You can configure full clones to use the vSphere Virtual Machine Encryption feature. You can create full-clone desktops that have the same encryption keys or, full-clone desktops with different keys.

Prerequisites

  • Create the Key Management Server (KMS) cluster with key management servers.
  • To create a trust between KMS and vCenter Server, accept the self signed CA certificate or create a CA signed certificate.
  • In vSphere Client, create the VMcrypt/VMEncryption storage profile.
Note: For details about the Virtual Machine Encryption feature in vSphere, see the vSphere Security document in the vSphere documentation.

Procedure

  1. To configure full clones that use the same encryption keys, create a VM template for all desktops to have the same encryption keys.
    The clone inherits the parent encryption state including keys.
    1. In vSphere Client, create a VM with the vmencrypt storage policy.
    2. Convert the VM to a virtual machine template.
    3. Create full-clone desktops that point to the template VM so that all desktops have the same encryption keys.
    Note: VM Encryption and Content Based Read Cache (CBRC) are not compatible.
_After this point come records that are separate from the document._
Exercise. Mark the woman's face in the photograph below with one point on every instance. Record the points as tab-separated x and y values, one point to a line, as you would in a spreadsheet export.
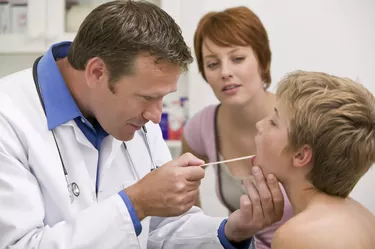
232	72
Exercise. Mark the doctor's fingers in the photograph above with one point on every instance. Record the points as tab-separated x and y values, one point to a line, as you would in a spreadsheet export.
191	197
188	159
246	208
277	197
193	173
265	195
257	211
192	185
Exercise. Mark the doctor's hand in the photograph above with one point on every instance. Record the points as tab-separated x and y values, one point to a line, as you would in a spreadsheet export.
263	206
169	190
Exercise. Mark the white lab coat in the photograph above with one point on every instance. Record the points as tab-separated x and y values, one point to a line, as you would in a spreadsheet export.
35	209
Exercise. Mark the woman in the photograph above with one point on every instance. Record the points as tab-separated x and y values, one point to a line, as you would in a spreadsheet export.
234	57
319	142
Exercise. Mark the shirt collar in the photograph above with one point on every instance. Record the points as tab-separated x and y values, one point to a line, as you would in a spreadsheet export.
59	103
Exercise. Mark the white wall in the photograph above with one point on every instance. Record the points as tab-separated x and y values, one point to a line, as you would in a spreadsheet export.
335	36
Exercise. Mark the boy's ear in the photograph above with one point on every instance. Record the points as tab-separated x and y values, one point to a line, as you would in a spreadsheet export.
303	156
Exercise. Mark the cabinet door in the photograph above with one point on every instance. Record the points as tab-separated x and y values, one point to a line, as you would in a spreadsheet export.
65	16
22	26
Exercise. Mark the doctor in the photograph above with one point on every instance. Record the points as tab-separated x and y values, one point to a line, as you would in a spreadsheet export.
82	167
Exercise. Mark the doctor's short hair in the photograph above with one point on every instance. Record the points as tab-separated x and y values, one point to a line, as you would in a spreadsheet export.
237	26
336	117
119	31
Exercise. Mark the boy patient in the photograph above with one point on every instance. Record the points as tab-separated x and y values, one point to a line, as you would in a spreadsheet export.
319	142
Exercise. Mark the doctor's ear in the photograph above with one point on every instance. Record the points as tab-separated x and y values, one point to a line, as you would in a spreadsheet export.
303	156
96	72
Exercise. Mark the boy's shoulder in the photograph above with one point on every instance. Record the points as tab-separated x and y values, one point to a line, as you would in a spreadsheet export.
312	229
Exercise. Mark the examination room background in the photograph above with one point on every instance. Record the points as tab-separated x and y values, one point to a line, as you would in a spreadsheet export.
335	36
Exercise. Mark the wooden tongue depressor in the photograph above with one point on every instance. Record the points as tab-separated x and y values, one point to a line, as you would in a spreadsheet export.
227	161
251	177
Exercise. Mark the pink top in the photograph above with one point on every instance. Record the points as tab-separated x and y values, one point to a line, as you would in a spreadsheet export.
199	133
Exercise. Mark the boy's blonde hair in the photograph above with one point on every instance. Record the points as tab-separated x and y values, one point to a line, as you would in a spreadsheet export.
336	118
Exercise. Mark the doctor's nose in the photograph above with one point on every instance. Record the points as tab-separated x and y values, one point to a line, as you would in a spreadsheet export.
153	113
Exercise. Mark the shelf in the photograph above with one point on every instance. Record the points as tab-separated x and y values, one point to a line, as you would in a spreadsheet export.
20	43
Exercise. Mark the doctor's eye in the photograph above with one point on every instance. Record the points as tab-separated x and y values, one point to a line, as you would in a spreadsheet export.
238	59
212	65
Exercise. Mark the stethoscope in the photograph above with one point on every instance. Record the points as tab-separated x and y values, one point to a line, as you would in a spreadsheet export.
73	187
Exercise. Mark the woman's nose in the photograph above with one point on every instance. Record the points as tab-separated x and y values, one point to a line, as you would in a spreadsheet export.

To use VM Encryption, you must disable CBRC globally by disabling View Storage Accelerator in Horizon Console by navigating to Settings > Servers.
  2. To configure full clones that use different encryption keys, you must change the storage policy for each full-clone desktop.
    1. In vSphere Client, create the full-clone desktop pool and then edit the full-clone desktops.
      You can also edit existing full-clone desktops.
    2. Navigate to each full-clone desktop and edit the storage policy and change the storage policy to vmencrypt.
      Each full-clone desktop gets a different encryption key.